According to Variety, the deal is potentially the end to the most historic writers’ strike in Hollywood’s history, with writers demanding protections from emerging AI technology, proper pay, and better working conditions overall. The deal came about this weekend between the lawyers for the writers’ guild and the AMPTP, the organization representing the major studios and streaming services in Hollywood.
“We can say, with great pride, that this deal is exceptional–with meaningful gains and protections for writers in every sector of the membership,” wrote the WGA’s negotiating committee in an email sent to members, obtained by Variety.
“What we have won in this contract–most particularly, everything we have gained since May 2nd–is due to the willingness of this membership to exercise its power, to demonstrate its solidarity, to walk side-by-side, to endure the pain and uncertainty of the past 146 days,” wrote the committee. “It is the leverage generated by your strike, in concert with the extraordinary support of our union siblings, that finally brought the companies back to the table to make a deal.”
“What remains now is for our staff to make sure everything we have agreed to is codified in final contract language,” the email continued. “And though we are eager to share the details of what has been achieved with you, we cannot do that until the last ‘i’ is dotted. To do so would complicated our ability to finish the job. So as you have been patient with us before, we ask you to be patient again–one last time.”
The email states that once the deal is complete, the negotiating committee will then vote on whether to send the agreement to the WGA-West and WGA-East Council for approval. This would then lead to the board and council to vote on authorizing a contract ratification vote by the guild’s members. If board and council authorize the vote, they will then also vote on whether to end the strike.
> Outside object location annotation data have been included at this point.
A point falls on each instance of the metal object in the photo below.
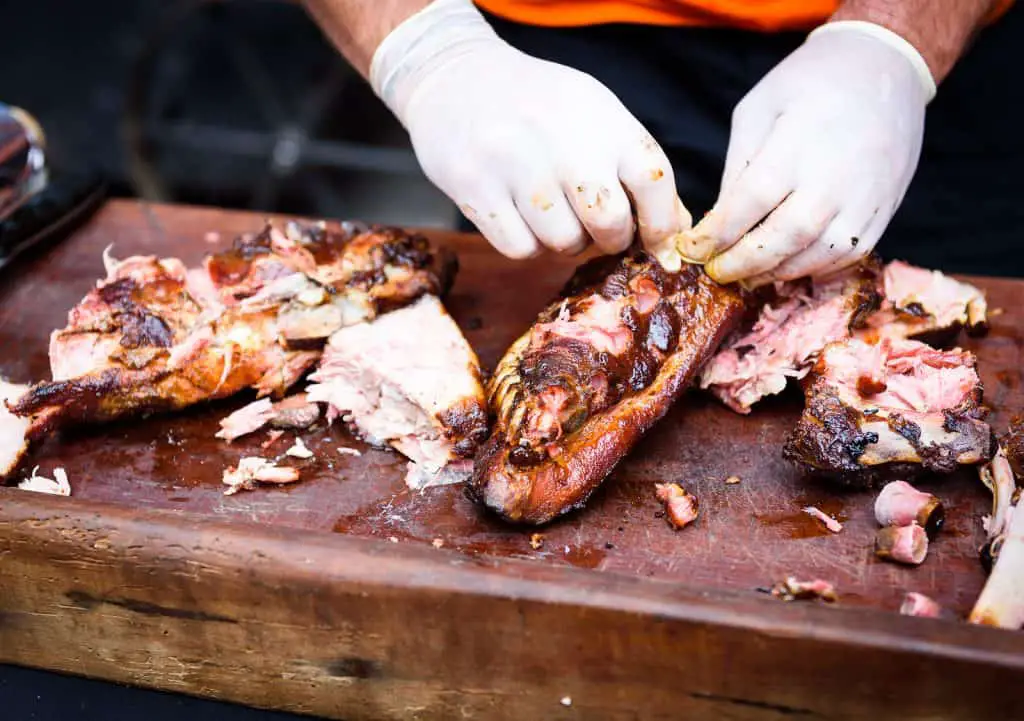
(23, 159)
(36, 204)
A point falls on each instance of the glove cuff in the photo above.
(424, 41)
(891, 39)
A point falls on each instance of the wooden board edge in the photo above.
(351, 628)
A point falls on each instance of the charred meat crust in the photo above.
(832, 438)
(466, 425)
(1013, 443)
(538, 493)
(146, 310)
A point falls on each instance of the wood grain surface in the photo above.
(332, 595)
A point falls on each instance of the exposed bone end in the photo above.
(921, 605)
(901, 544)
(900, 504)
(1001, 600)
(681, 507)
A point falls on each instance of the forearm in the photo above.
(940, 30)
(357, 27)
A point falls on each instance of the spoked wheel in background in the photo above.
(247, 104)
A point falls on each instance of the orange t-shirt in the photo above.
(767, 15)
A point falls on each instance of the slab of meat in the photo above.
(600, 366)
(154, 336)
(409, 380)
(926, 305)
(877, 412)
(796, 321)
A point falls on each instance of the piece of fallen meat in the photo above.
(155, 336)
(293, 413)
(829, 522)
(409, 380)
(598, 369)
(681, 507)
(901, 504)
(926, 305)
(57, 485)
(791, 589)
(901, 544)
(796, 322)
(895, 409)
(921, 605)
(252, 470)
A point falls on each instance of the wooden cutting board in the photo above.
(349, 596)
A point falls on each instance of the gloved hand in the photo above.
(532, 153)
(822, 151)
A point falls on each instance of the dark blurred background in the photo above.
(241, 103)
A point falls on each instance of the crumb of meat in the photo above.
(829, 522)
(921, 605)
(793, 590)
(271, 438)
(681, 507)
(57, 485)
(253, 469)
(299, 450)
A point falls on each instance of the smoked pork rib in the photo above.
(154, 336)
(600, 366)
(890, 410)
(796, 320)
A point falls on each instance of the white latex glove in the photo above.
(822, 151)
(532, 153)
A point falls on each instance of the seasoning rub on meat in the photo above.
(598, 369)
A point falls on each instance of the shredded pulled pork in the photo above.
(920, 302)
(409, 380)
(892, 408)
(785, 339)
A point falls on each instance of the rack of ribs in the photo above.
(154, 336)
(598, 369)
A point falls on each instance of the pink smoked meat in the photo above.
(896, 408)
(901, 504)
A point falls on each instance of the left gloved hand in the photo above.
(821, 151)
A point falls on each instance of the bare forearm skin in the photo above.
(940, 30)
(357, 27)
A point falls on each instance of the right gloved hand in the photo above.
(532, 153)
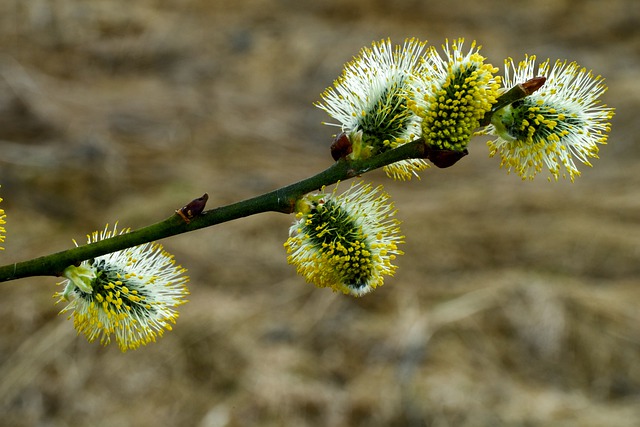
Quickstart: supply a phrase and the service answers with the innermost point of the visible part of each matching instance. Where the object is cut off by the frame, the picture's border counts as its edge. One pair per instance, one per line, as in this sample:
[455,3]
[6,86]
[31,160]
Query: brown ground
[516,303]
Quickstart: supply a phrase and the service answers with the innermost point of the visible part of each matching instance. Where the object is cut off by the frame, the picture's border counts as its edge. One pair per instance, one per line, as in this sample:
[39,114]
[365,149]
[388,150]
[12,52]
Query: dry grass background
[516,303]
Until all this is finalized, however, the strike continues until they are authorized by the guild to go back to work. However, the email states that the guild is “suspending WGA picketing” and are asking members to “join the SAG-AFTRA picket lines after this week.” It is worth noting that with the writers’ strike coming to an end, this could signal the actors’ strike also possibly nearing an end as well, especially since many of the terms the actors and writers are fighting for are the same–better pay, protections from AI, and more equitable working conditions.